Ve, nihayet ABD’ de yapılan parti içi seçimlerde, Demokrat Parti Başkan aday adayı Hillary Clinton, yeterli delege sayısına ulaşarak ipi göğüsledi.!
Olağanüstü bir gelişme yaşanmadığı takdirde, sonucun kesin olduğunu söylemek mümkün.
Donald Trump gibi faşist,ırkçı,şovenist,birinin, ABD Başkanı olacağı fikri bile ürkütücü olacağından, Hillary Clinton’a başarı dilemek boynumuzun borcu.
Geçmişte bu köşede, ABD’ de uygulanan Başkanlık Sistemi’nin işleyişine yönelik paylaşımlarda bulunmuştum. Yeniden tekrar yapacak değilim.

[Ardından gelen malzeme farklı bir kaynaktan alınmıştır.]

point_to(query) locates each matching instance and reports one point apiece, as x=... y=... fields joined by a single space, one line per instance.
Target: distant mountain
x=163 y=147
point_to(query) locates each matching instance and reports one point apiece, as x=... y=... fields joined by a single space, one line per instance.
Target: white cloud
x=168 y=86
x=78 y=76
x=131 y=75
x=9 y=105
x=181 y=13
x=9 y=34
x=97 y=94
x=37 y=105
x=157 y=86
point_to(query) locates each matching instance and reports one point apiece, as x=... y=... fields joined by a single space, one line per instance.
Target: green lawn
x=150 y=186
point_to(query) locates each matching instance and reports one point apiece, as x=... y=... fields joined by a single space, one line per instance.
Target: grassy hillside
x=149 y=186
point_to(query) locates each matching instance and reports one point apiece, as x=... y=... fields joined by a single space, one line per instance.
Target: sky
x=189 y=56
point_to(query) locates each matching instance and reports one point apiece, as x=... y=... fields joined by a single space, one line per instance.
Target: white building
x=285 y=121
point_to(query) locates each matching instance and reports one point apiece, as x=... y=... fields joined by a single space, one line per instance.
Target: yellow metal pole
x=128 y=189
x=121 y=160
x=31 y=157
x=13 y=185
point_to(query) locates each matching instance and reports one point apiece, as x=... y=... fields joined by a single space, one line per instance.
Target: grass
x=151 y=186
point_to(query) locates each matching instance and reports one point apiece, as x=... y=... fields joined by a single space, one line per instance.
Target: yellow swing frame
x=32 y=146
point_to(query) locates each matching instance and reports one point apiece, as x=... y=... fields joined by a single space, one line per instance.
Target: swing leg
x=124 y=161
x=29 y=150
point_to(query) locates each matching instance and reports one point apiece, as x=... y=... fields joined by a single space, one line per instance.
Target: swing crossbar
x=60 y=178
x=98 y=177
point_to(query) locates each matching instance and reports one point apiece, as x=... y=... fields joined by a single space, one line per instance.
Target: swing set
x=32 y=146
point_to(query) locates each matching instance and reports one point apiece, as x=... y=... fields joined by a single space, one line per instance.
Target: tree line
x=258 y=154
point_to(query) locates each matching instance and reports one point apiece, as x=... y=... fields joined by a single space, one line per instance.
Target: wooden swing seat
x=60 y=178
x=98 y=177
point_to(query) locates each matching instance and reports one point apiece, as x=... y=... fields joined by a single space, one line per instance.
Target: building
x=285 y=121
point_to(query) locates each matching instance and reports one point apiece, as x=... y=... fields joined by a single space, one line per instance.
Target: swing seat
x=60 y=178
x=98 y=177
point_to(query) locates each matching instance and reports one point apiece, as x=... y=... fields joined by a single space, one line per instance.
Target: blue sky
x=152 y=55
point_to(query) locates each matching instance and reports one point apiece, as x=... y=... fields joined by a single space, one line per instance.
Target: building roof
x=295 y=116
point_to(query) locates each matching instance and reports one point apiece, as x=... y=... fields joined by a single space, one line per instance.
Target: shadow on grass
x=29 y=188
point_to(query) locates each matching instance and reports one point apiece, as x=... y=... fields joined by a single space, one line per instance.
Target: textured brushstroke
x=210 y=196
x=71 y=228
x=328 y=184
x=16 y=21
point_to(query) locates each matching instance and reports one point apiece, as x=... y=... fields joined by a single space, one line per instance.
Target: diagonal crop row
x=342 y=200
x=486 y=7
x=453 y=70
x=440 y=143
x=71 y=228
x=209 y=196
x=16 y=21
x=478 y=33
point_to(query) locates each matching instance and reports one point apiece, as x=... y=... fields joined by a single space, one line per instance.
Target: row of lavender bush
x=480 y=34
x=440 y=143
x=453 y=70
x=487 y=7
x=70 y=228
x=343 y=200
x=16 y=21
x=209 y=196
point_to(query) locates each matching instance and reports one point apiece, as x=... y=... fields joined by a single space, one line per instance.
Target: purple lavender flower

Yalnız, dikkatinizi çekmek istediğim bir nokta vari; o da, ABD Başkanlık Sisteminin dünya da uygulanan en adil ve en demokratik sistem olduğudur.
“Teşbihte hata olmaz”mış. Amerika’da halk, seçeceği yöneticilerini tek tek elekten geçirerek seçer.!
Bizim gibi demokrasiden nasibini almayan ülkelerde ise, yöneticiler, halkı elekten geçirerek kendilerini seçtirirler..!
Biraz açacak olursak, demokrasi sözde kalınca, medyanın da bağımsızlığı söz konusu olmaz…
Ardından algı operasyonları yoluyla, yöneticilerini kendi seçtiğine inandırılan bir halk kitlesi oluşturuluyor.
CHP Genel Başkanı Kemal Kılıçdaroğlu, ABD Başkanlık Sistemine karşı olmadığını, geçmişte bir televizyon programında beyan etmişti.
Geçtiğimiz ay bir AKP yetkilisi de, CHP ile ABD Başkanlık Sistemi üzerinden görüşmelerde bulunabileceklerini söylemişti.
Başbakan Binali Yıldırım’ın, CHP Genel Başkanı Kemal Kılıçdaroğlu’nun beyanına atfen “hodri meydan” çekmesi, önemli bir gelişme.
Kemal Kılıçdaroğlu’nun Türkiye’yi eyaletlere mi böleceksiniz eleştirisine sığınarak, ABD Tipi Başkanlık Sistemine de karşıyız çıkışı, güven kaybına sebep olacaktır.
CHP,üniter devlet yapısını öncelik alarak,parti organlarında bunu değerlendirmeli ve AKP ile masaya oturup ülkeyi bu karanlıktan çıkarmalıdır.
Çünkü halk, Başkanlık Sistemi’nin ne olduğunu bilmiyor.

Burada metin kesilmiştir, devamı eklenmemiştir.